The World Gold Council, a U.K.-based industry group funded by producers, said new methods for reporting mining costs will help spur investment.

The WGC today published guidance on presenting “all-in” costs to give investors a better understanding of producers’ profit margins and help them compare performance. Such expenses exceed traditional cash costs because they include outlays such as capital spending, administration and exploration.

“There is that desire for further consistency and transparency on costs,” Terry Heymann, director of responsible gold at the London-based council, said by telephone. “There have certainly been a lot of calls from the investor community for a new form of reporting that looks at all-in costs.”

Gold producers, whose stocks have underperformed the precious metal for the past six years, are seeking to lure back investors after money-losing takeovers and budget blowouts sapped returns.

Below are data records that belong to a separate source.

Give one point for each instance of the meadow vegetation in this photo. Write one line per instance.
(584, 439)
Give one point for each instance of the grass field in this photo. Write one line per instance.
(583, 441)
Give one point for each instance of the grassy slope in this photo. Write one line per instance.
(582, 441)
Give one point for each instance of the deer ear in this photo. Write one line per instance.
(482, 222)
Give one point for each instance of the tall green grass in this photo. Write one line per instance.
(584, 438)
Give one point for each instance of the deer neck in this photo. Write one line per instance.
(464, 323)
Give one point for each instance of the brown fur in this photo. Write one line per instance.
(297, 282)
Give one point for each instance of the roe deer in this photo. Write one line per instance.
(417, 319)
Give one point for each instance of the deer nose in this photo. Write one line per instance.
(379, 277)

Cash costs averaged $771 an ounce in the first quarter, 43 percent higher than two years earlier, according to data from 12 of the biggest miners compiled by Bloomberg.

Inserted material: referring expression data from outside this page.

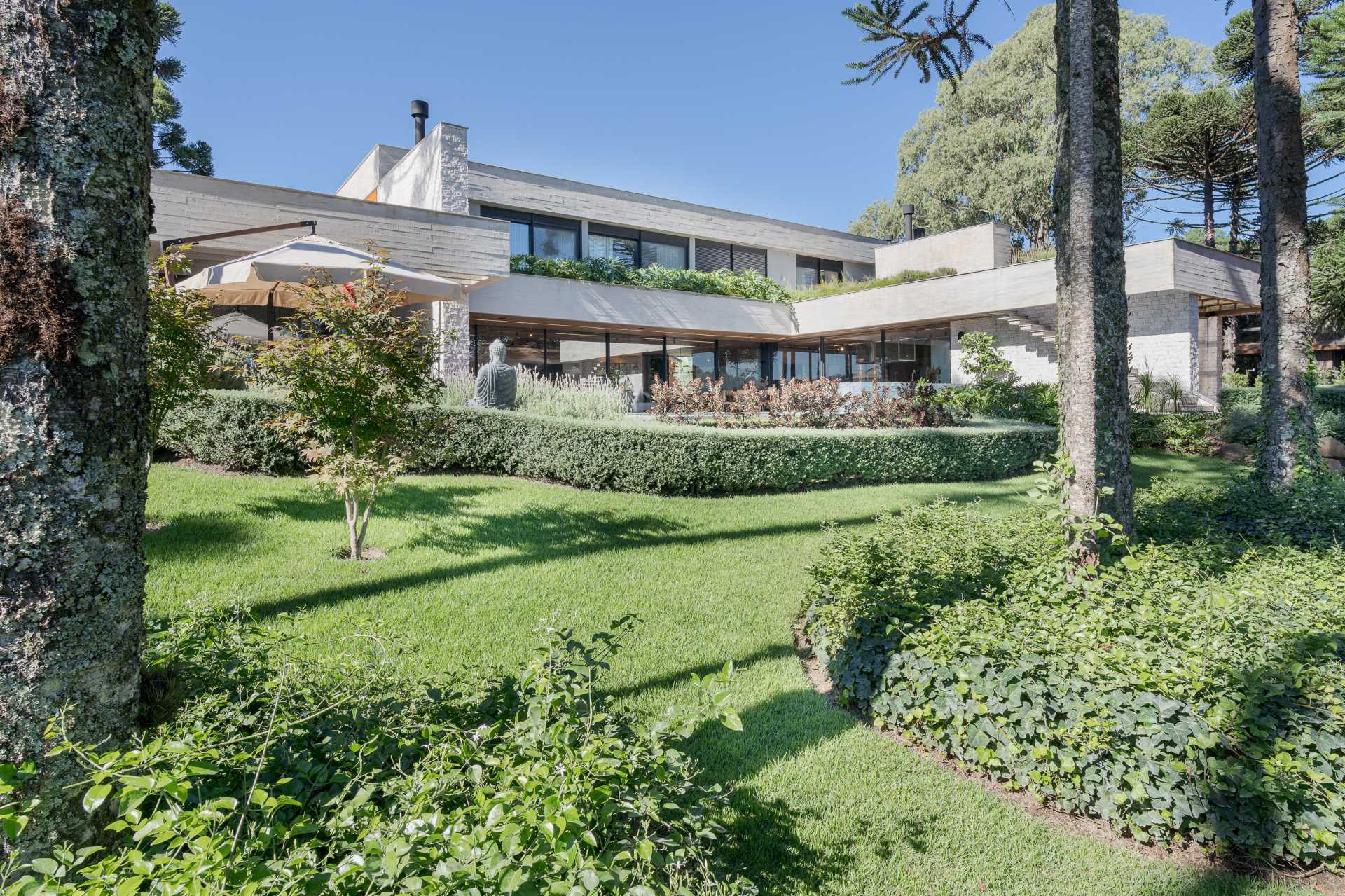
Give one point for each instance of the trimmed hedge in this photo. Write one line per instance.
(637, 456)
(1192, 692)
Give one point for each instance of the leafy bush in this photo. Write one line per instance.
(229, 429)
(1033, 403)
(551, 396)
(282, 774)
(656, 457)
(857, 286)
(1196, 434)
(747, 284)
(815, 404)
(1324, 397)
(1189, 692)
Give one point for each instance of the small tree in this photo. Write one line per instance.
(181, 345)
(992, 374)
(352, 369)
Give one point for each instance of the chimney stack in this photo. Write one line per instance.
(420, 111)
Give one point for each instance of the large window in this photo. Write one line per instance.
(663, 251)
(810, 272)
(618, 244)
(722, 256)
(740, 364)
(530, 235)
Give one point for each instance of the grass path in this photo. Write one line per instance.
(822, 805)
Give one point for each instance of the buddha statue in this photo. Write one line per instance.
(497, 382)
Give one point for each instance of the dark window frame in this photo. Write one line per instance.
(533, 219)
(818, 266)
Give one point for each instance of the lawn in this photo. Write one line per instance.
(824, 805)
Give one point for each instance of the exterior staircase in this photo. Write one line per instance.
(1029, 324)
(1045, 336)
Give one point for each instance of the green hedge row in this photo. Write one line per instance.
(1324, 397)
(637, 456)
(1191, 693)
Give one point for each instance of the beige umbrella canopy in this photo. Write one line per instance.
(272, 277)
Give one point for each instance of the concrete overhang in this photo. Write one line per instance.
(466, 248)
(1223, 284)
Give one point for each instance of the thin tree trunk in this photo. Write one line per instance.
(1090, 263)
(1285, 280)
(74, 222)
(1210, 209)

That measure of spending gives a misleading impression of producers’ expenses, said Nick Holland, chief executive officer of Gold Fields Ltd., the world’s fourth-biggest producer of the metal before it spun off some South African assets earlier this year.

“Governments, communities, employees all had the view based on the way we reported that we were making a lot more money,” Holland said in a phone interview today. “We didn’t communicate what it really cost to produce an ounce of gold.”

Gold Fields has reported an all-in figure termed notional cash expenditure since 2008, Holland said.

“It does provide further transparency and help people understand the economics of gold mining,” the council’s Heymann said. Investors have been seeking “a more consistent metric,” he said.